Jawaban atas pertanyaan ini akan bisa sangat beragam. Berbekal pengalaman mengajar di perguruan tinggi sejak tahun 2001, aku mencoba mengidentifikasi bahwa mereka yang beruntung dalam pekerjaan ternyata adalah mereka yang bisa bekerja berdasarkan kegemarannya. Mengapa? Kita tentu akan gembira, puas dan akan sangat menikmati bila kita bekerja pada satu bidang yang sangat kita gemari. Kita akan lebih gampang mencurahkan perhatian dan dedikasi pada pekerjaan itu karena kita menjiwainya. Lihat para pemain bola profesional. Hobi mereka jelas bermain bola. Sehingga mereka mahir di bidangnya. Karena hobinya, mereka dikontrak oleh klub bola. Setiap mereka bertanding, maka akan dibayar. Setiap kali membuat gol dan memenangkan pertandingan mereka akan diberi bonus. Ini artinya hobi yang kemudian menjadi pekerjaan akan bisa mendorong kita untuk lebih mudah menjadi profesional.

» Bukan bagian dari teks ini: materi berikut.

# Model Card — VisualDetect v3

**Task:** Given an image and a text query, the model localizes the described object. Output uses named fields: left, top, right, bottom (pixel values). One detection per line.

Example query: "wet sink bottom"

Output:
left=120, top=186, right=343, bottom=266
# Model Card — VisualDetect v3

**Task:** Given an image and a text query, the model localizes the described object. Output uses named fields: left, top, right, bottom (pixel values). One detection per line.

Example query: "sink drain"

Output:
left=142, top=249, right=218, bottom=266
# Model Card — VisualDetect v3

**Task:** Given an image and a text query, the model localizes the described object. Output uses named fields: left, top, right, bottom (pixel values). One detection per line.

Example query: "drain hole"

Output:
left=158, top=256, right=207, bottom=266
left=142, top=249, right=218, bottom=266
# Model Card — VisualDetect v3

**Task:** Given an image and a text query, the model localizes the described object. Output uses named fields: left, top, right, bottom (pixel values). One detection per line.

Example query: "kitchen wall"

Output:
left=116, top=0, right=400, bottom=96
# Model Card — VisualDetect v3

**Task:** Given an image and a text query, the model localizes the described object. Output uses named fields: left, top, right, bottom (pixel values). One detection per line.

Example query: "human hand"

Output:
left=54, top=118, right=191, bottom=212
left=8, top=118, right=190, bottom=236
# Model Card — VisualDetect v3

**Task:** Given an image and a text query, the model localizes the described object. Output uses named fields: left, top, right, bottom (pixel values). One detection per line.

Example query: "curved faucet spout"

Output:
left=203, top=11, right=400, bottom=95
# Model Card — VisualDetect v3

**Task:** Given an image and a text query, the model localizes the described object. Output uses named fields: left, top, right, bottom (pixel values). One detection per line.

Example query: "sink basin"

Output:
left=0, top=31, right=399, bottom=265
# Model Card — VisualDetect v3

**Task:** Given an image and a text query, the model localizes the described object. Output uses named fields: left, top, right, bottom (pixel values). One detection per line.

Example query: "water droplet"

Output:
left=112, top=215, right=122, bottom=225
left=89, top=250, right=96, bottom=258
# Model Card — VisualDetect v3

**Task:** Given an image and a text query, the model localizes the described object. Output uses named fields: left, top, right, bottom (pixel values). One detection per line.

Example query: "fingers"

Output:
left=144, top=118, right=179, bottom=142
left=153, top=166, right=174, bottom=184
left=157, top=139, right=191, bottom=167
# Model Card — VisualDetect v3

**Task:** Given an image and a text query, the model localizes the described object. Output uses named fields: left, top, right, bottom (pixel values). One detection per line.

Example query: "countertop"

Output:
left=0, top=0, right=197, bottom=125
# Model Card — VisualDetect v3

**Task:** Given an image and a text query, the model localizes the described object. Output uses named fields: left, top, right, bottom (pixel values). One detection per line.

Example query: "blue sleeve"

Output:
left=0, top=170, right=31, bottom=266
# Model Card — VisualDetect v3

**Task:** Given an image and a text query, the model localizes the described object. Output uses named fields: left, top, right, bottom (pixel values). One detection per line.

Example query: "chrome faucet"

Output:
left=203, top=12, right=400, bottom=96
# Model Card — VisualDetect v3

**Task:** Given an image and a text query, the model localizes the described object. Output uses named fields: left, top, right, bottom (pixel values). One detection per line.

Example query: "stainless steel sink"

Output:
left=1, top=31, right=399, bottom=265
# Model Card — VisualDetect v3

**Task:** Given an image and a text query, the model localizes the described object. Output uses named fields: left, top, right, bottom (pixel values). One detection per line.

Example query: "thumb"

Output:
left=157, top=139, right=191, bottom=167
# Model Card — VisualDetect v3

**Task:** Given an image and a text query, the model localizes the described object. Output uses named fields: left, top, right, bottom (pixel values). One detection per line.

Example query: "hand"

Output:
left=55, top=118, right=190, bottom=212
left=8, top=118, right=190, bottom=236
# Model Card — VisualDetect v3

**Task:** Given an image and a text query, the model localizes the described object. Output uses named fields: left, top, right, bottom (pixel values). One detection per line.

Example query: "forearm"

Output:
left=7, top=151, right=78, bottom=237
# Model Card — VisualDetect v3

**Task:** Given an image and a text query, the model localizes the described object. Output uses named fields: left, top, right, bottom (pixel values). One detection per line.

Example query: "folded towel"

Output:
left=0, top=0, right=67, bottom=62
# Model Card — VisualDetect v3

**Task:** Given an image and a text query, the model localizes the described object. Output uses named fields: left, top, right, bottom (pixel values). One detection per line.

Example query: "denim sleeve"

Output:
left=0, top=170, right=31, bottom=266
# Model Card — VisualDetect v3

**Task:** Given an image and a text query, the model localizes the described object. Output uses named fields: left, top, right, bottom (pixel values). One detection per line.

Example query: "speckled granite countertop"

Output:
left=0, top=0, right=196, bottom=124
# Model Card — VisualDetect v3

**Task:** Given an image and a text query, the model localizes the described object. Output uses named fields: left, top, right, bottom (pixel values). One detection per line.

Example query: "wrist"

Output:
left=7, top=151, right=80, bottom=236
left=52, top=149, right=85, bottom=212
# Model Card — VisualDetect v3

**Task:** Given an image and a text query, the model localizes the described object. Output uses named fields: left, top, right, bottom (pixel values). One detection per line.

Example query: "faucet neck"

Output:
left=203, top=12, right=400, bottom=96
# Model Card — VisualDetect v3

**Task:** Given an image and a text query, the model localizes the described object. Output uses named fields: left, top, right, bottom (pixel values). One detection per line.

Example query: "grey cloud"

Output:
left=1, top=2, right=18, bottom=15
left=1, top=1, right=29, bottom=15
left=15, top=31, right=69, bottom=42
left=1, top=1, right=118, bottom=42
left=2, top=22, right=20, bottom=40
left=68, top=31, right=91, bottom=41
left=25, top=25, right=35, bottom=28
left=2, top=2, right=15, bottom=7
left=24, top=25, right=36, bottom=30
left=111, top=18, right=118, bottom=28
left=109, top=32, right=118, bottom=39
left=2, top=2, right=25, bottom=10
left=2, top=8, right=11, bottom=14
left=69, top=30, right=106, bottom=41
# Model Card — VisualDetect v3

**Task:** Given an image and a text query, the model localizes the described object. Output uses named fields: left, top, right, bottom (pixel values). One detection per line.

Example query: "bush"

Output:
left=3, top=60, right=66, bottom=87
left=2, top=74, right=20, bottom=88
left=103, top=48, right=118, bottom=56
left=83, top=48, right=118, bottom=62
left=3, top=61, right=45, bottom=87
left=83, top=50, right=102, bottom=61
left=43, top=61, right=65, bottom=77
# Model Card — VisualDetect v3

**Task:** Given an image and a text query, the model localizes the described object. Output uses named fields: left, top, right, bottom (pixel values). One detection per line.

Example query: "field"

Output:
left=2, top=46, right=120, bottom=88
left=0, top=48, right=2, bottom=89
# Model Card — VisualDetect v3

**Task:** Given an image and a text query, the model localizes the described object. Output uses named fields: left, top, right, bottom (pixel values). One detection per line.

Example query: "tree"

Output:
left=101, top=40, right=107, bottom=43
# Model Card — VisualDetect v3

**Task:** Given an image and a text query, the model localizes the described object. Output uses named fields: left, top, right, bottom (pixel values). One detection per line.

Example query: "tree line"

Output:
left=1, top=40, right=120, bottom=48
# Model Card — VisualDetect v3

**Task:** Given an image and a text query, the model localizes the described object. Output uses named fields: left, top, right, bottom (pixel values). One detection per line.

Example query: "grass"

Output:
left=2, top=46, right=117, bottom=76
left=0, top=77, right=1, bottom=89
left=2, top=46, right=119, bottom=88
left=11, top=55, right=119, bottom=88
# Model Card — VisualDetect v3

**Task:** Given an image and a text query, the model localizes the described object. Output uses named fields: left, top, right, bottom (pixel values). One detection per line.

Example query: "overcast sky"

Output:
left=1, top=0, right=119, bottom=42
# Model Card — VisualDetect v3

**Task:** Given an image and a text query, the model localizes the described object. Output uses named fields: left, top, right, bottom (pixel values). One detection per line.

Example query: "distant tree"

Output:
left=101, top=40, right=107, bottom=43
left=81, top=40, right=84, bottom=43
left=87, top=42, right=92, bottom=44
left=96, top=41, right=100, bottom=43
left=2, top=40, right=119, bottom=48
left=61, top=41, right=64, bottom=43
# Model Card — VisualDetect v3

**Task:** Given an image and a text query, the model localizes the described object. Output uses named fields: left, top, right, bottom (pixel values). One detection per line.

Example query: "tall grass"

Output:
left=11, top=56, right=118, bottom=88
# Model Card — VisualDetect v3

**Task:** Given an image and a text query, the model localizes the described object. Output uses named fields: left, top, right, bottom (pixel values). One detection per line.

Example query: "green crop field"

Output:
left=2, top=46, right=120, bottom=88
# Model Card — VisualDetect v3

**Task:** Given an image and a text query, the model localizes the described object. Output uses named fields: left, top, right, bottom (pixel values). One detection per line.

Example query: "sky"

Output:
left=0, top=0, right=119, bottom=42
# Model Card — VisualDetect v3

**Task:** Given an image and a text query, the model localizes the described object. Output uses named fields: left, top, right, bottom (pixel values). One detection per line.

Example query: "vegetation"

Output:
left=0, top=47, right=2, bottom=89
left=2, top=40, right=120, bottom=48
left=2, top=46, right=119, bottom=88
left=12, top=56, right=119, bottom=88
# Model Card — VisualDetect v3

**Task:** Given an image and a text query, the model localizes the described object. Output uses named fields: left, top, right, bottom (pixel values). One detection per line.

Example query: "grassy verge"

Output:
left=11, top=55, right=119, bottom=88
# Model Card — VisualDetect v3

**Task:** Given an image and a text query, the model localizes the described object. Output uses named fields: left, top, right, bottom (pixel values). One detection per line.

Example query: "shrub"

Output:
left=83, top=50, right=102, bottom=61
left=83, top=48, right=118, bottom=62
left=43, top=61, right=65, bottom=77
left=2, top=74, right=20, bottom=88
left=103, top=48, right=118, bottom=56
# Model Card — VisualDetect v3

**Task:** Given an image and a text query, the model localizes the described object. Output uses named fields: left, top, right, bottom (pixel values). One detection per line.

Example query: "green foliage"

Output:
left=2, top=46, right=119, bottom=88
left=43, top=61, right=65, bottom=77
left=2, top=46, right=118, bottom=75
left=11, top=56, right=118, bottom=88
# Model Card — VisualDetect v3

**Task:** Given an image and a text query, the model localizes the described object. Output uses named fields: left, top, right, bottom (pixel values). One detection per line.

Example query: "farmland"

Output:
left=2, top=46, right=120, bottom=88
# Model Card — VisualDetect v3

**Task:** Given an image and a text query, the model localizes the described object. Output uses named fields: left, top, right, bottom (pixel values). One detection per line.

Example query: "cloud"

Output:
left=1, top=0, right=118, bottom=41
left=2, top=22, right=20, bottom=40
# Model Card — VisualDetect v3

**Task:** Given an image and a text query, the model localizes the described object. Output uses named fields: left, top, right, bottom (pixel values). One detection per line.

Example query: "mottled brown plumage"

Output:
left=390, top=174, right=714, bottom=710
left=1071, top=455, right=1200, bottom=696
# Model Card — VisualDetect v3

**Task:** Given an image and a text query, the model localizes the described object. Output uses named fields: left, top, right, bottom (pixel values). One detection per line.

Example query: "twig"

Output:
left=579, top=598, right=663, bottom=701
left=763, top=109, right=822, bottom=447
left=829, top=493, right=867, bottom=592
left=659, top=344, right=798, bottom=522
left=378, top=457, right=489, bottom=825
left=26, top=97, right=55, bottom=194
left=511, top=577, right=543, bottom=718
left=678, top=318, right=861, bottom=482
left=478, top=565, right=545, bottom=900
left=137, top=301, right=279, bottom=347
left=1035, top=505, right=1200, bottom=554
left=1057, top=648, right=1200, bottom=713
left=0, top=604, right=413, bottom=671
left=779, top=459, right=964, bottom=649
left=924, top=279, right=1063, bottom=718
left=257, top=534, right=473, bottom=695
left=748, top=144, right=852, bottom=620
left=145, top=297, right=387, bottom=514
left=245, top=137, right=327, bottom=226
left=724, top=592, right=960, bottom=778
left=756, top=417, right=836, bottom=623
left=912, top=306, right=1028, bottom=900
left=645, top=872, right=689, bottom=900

Berkaca pada kehidupan yang kuaalami, aku mendapati bahwa salah satu kegagalan orang tua dalam keikutsertaan membangun karir buat anaknya terjadi karena orang tua lalai mengamati apa hobi si anak. Kelalain ini mengakibatkan orang tua tidak bisa dengan cermat merencanakan jenis pendidikan yang pas buat anaknya berbasis hobi sang anak. Kedua orang tuaku memiliki 7 anak. Kami bertujuh semuanya mengenyam pendidikan sampai perguruan tinggi. Kakak perempuanku yang paling tua tamatan akademi gizi. Abangku yang nomor dua adalah sarjana perikanan. Aku sendiri adalah sarjana Antropologi. Adik di bawahku sarjana teknik. Adikku yang kelima dan keenam masing-masing lulusan diploma keuangan dan sarjana ilmu sosial. Sedangkan yang paling kecil adalah sarjana kehutanan. Dari kami bertujuh, aku menilai bahwa abangku yang sarjana perikanan adalah orang yang paling beruntung. Sejak aku mengenalnya, aku tahu bahwa abangku memiliki hobi yang tidak jauh dari ikan. Setiap waktu senggang sejak kecil, dia sangat suka dengan aktivitas yang yang berhubungan dengan air dan sungai. Memancing ikan dan atau belut, menjala ikan, memelihara ikan adalah kegemarannya yang akan dilakukannya dalam setiap kali menghabiskan waktu libur. Aku tahu bahwa dia bukanlah orang yang terlalu suka berfikir teoritis, dan menurutku hal itu sangat sejalan dengan hobinya. Saat ini abangku tersebut bekerja di lembaga penelitian di bawah naungan Kementerian Kelautan dan Perikanan Republik Indonesia di Propinsi Lampung. Sebagai pegawai yang bekerja di balai benih ikan, maka pekerjaan utama mereka adalah melakukan penelitian dan pembudidayaan hewan air terutama ikan untuk kemudian bisa menyediakan benihnya buat keperluan para pembudidaya.
Aku dan saudara-saudaraku
Sekitar dua tahun lalu saat aku mengunjunginya di Lampung. Saat itu aku melihat bahwa abangku sangat menikmati pekerjaannya. Pagi hari setelah sholat subuh dan selesai berbenah pekerjaan rumah, biasanya ia akan langsung ke ramba ikan milik tempatnya bekerja di tengah laut untuk memberi makan ikan. Setelah melakukan aktifitasnya di tengah laut, selang beberapa jam ia akan balik ke rumah biasanya untuk sarapan dan kemudian balik ke kantor untuk urusan adminitrasi. Setelah selesai urusan kantor, ia akan kembali mengurus indukan atau benih ikan di tempat pemijahan. Seharian ikan berhadapan dengan berbagai macam persoalan ikan dan aktivitas budidayanya di balai tempat ia bekerja. Dalam kehidupannya dia tidak perlu mengeluarkan biaya untuk melakukan semua yang disukainya. Malah ia dibayar untuk semua yang disukainya.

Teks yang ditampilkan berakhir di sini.